DIY on a Sunday might be a part of the traditional British weekend but, as a consequence, so is the custom of tradesmen bracing themselves for calls on a Monday morning. A&E visits, lost work days and property damage are also part of the picture, according to a new study by AXA Insurance.
There is a notion that DIY can be a useful money-saver in hard times, but the study suggested that most people take on these projects because they love the challenge and enjoy flexing their skills. Unfortunately, the study reveals that almost a quarter of DIY projects go so badly wrong that only a tradesman can put things right.
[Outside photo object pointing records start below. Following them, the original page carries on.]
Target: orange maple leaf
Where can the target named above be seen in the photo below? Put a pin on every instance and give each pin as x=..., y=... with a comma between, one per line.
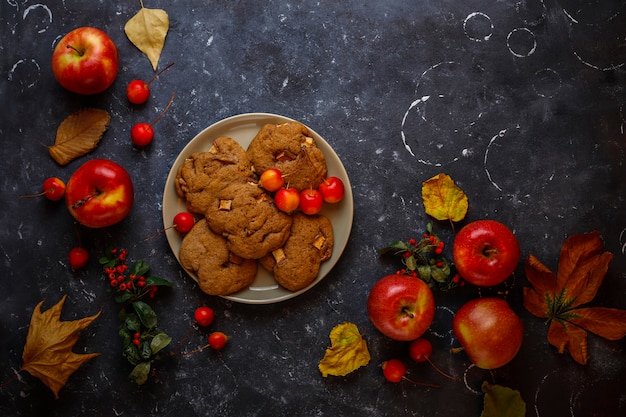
x=559, y=297
x=48, y=351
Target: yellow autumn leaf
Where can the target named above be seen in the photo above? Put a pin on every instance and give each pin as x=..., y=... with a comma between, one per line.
x=48, y=351
x=347, y=352
x=443, y=199
x=79, y=134
x=147, y=31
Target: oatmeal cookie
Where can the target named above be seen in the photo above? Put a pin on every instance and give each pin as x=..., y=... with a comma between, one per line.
x=290, y=148
x=219, y=271
x=297, y=263
x=204, y=173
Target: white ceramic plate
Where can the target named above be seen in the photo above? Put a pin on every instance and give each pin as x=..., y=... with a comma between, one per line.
x=243, y=128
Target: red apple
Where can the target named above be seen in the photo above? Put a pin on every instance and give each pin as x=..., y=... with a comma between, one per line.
x=332, y=190
x=85, y=61
x=489, y=331
x=99, y=193
x=287, y=199
x=401, y=307
x=485, y=252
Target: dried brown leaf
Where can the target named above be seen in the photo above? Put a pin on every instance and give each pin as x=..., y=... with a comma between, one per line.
x=147, y=30
x=79, y=134
x=579, y=257
x=583, y=264
x=48, y=351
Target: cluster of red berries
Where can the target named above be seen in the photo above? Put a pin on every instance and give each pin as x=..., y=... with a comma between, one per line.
x=119, y=279
x=425, y=259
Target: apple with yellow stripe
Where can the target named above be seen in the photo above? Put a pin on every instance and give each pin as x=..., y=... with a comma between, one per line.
x=85, y=61
x=489, y=331
x=99, y=193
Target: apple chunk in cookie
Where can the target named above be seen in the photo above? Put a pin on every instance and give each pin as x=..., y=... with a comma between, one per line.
x=297, y=263
x=202, y=174
x=219, y=271
x=244, y=214
x=290, y=148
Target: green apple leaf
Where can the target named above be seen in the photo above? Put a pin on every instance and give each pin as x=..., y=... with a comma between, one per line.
x=502, y=401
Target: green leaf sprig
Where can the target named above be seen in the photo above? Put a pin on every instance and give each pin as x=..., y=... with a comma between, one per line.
x=142, y=341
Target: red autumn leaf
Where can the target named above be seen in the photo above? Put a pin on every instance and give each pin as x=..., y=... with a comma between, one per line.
x=48, y=351
x=582, y=267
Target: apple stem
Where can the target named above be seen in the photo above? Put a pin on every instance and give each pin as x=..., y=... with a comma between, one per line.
x=457, y=350
x=164, y=110
x=34, y=195
x=79, y=52
x=82, y=201
x=490, y=251
x=425, y=384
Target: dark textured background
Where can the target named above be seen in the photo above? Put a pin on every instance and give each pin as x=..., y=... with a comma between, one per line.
x=521, y=102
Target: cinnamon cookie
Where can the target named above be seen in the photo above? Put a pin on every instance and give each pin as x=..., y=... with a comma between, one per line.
x=297, y=263
x=219, y=271
x=244, y=214
x=290, y=148
x=204, y=173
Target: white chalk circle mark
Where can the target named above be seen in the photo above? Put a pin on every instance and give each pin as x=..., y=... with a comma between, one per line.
x=33, y=7
x=521, y=42
x=532, y=12
x=547, y=82
x=25, y=73
x=478, y=27
x=439, y=119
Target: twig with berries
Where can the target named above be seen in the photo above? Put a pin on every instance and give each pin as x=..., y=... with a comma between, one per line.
x=142, y=341
x=425, y=259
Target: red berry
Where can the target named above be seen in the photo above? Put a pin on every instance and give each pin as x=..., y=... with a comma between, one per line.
x=142, y=134
x=204, y=316
x=271, y=179
x=420, y=350
x=332, y=190
x=287, y=199
x=78, y=257
x=394, y=370
x=138, y=91
x=217, y=340
x=184, y=222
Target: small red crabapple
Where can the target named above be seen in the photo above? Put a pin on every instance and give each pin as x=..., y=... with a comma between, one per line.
x=138, y=91
x=204, y=316
x=217, y=340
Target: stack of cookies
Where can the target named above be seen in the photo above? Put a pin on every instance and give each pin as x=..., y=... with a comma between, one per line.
x=240, y=227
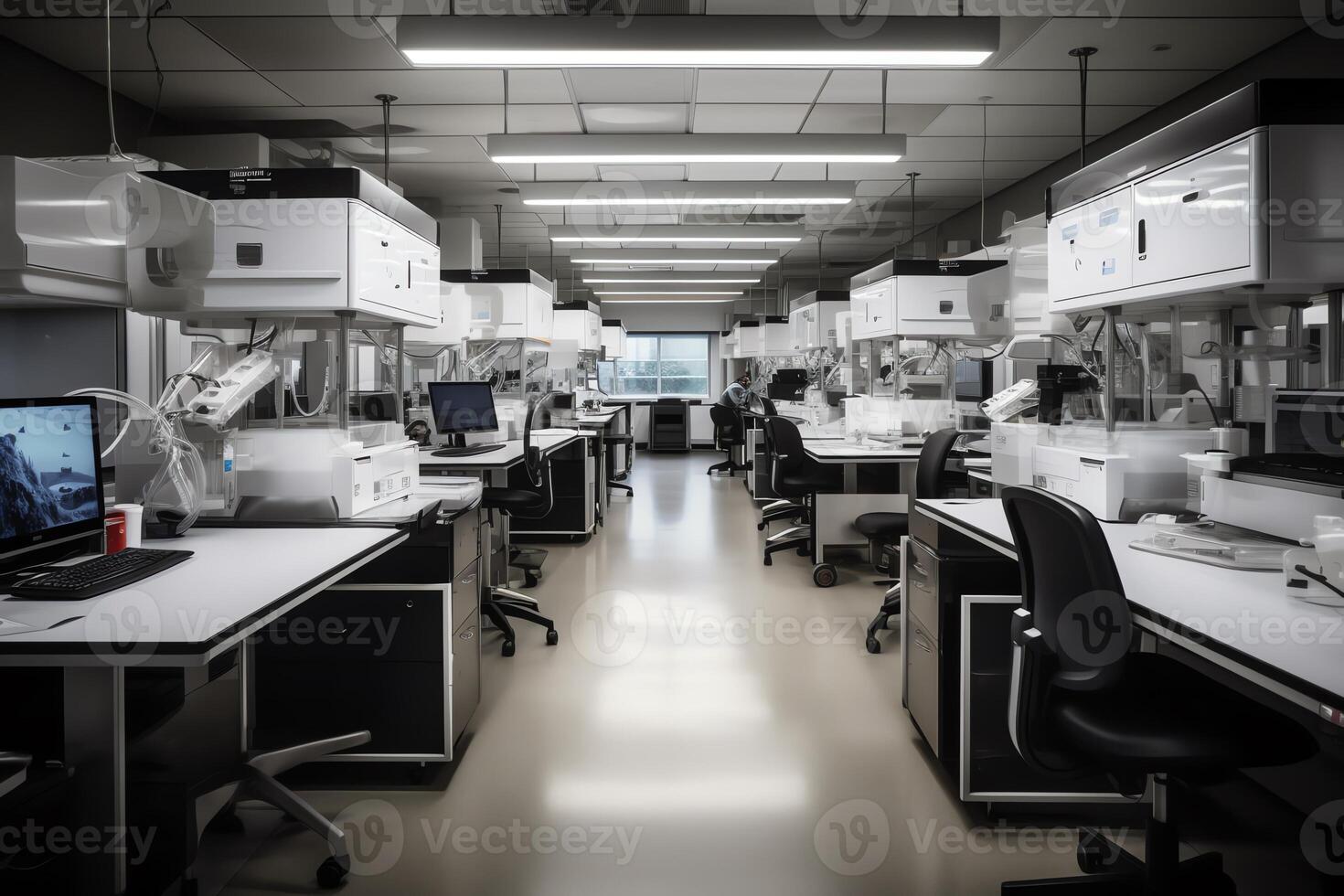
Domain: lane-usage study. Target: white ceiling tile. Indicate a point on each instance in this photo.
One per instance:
(844, 119)
(636, 117)
(80, 45)
(1037, 88)
(732, 119)
(1126, 43)
(758, 85)
(538, 85)
(302, 42)
(732, 171)
(632, 85)
(197, 91)
(643, 172)
(852, 85)
(415, 86)
(543, 120)
(965, 121)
Despite one in five householders saying they do it themselves because they fear ‘rogue traders’, tradesmen turn out to be their best friend in a disaster. On average, tradesmen are spending 22% of their time (a full day a week) rescuing DIY jobs, and 65% don’t charge extra if the job takes longer due to the customer’s mistakes.
One tradesman’s experience was typical: “I was called out at midnight, got the job safely sorted, worked until 2am and only charged for normal nine to five hours.” Tradesmen revealed that plumbing jobs are the most expensive DIY projects to put right, followed by painting projects and botched joinery.
16% of UK workers have suffered a DIY failure so severe that they have had to miss work. One in 20 have even ended up in A&E as a result. Electricians are most often called out to faulty DIY jobs, which supports industry warnings that half of severe electrical shocks are caused by DIY. Plumbing in bathroom fittings, meanwhile, has a 45% rescue rate.
Even basic skills seem to be lacking, with 14% of people under 35 admitting they don’t know how to bleed a radiator (compared to 5% of older people). One in 10 don’t know how to unblock a sink.